In El Salvador, former rebels poised for electoral gains FMLN could win what 12 years of fighting didn't

March 16, 1997|By NEW YORK TIMES NEWS SERVICE

SAN SALVADOR, El Salvador -- At the height of El Salvador's civil war, soldiers and police officers more than once gunned down protesters who gathered in the main downtown square.

But last week, when the guerrillas-turned-politicians of the Farabundo Marti National Liberation Front held the final rally of their election campaign, police were present only to provide security for the candidates and an exuberant crowd waving red flags.

El Salvador, one of the main battlegrounds of the East-West conflict during the 1980s, is about to take another big step toward a civil society.

As voters prepare to go to the polls today for the second election since the civil war ended here five years ago, the FMLN is poised to make the sort of gains in the congressional and municipal vote that it failed to achieve in more than 12 years of fighting.

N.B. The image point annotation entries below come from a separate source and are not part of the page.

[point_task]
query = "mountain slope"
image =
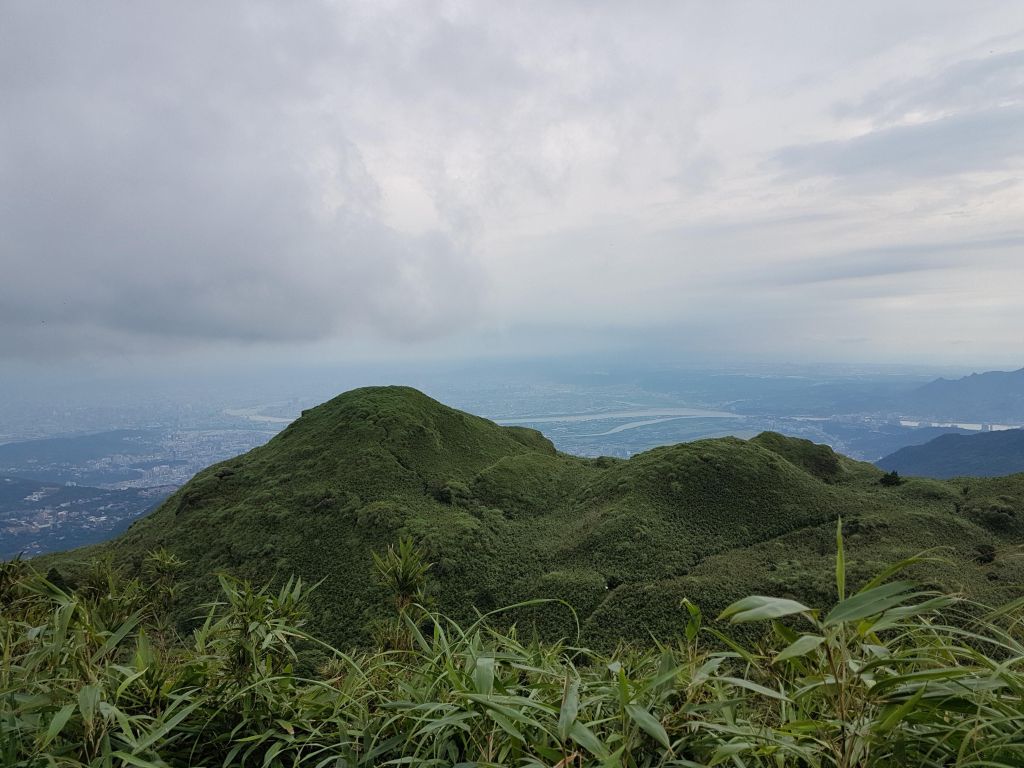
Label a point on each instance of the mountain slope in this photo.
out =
(995, 397)
(985, 455)
(505, 517)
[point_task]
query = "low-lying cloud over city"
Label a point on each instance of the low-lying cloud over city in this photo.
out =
(795, 179)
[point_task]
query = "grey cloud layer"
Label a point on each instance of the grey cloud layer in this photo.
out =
(188, 173)
(169, 175)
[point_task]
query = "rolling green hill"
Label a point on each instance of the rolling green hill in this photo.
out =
(505, 517)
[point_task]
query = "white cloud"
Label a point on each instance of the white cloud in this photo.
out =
(403, 172)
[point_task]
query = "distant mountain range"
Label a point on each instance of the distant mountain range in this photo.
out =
(504, 517)
(985, 455)
(993, 397)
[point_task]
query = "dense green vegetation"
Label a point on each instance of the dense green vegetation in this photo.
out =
(984, 455)
(96, 676)
(504, 517)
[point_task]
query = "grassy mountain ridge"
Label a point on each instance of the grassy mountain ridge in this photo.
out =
(505, 517)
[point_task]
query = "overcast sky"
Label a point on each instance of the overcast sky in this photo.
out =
(833, 181)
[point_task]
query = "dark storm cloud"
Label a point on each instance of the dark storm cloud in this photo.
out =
(169, 175)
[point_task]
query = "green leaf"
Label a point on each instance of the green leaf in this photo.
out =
(759, 607)
(137, 761)
(869, 602)
(88, 702)
(800, 647)
(693, 623)
(569, 709)
(840, 561)
(588, 739)
(58, 722)
(895, 716)
(506, 725)
(648, 723)
(483, 675)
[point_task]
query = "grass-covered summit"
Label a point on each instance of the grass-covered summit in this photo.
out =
(505, 517)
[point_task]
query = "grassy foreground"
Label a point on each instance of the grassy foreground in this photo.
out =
(889, 676)
(506, 518)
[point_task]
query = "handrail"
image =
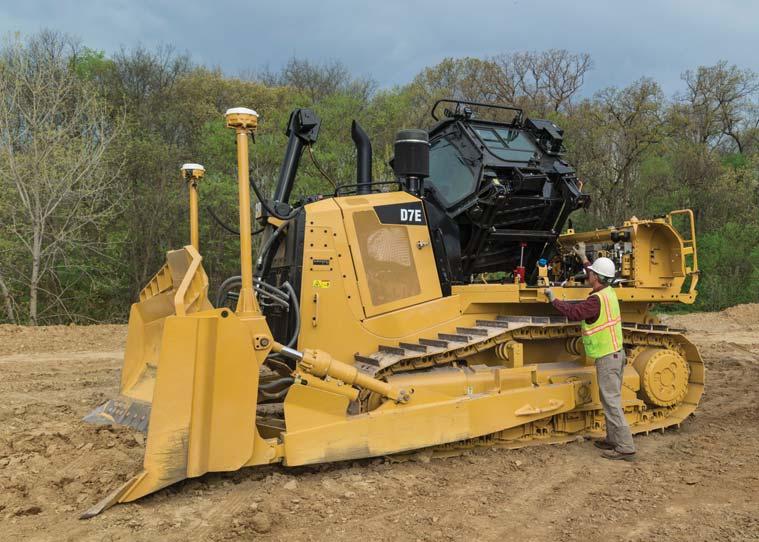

A series of polls released last month put the former rebels in a virtual dead heat with, or even slightly ahead of, their former enemies of the right-wing Nationalist Republican Alliance, the governing party known as Arena. Those results have energized the left and elated the architects of their effort to transform an armed insurgency into a conventional political party.

Although the election is expected to solidify the FMLN's position as the second most important political force, the party will remain far from its ultimate goal of winning power. Arena is expected to maintain the largest bloc of seats in the Legislative Assembly and to win more than two-thirds of the mayoral posts, and it controls the presidency.

But "mathematics is one thing, and political impact is another," HTC said Facundo Guardado, a former guerrilla commander who is director of the FMLN's election campaign.

After eight years in office, the governing party appears to have alienated many voters with economic policies that have generated growth but have been much less successful in distributing wealth or holding down inflation.

The governing party has also been weakened by an internal dispute that has seen a handful of prominent members defect to the National Conciliation Party, another right-wing group.

The left, too, is somewhat divided. Leaders of the Democratic Party, a center-left offshoot of the FMLN, have accused their former colleagues of ownership of a large arms deposit recently uncovered in Nicaragua and of being responsible for various acts of violence that took place in the 1980s.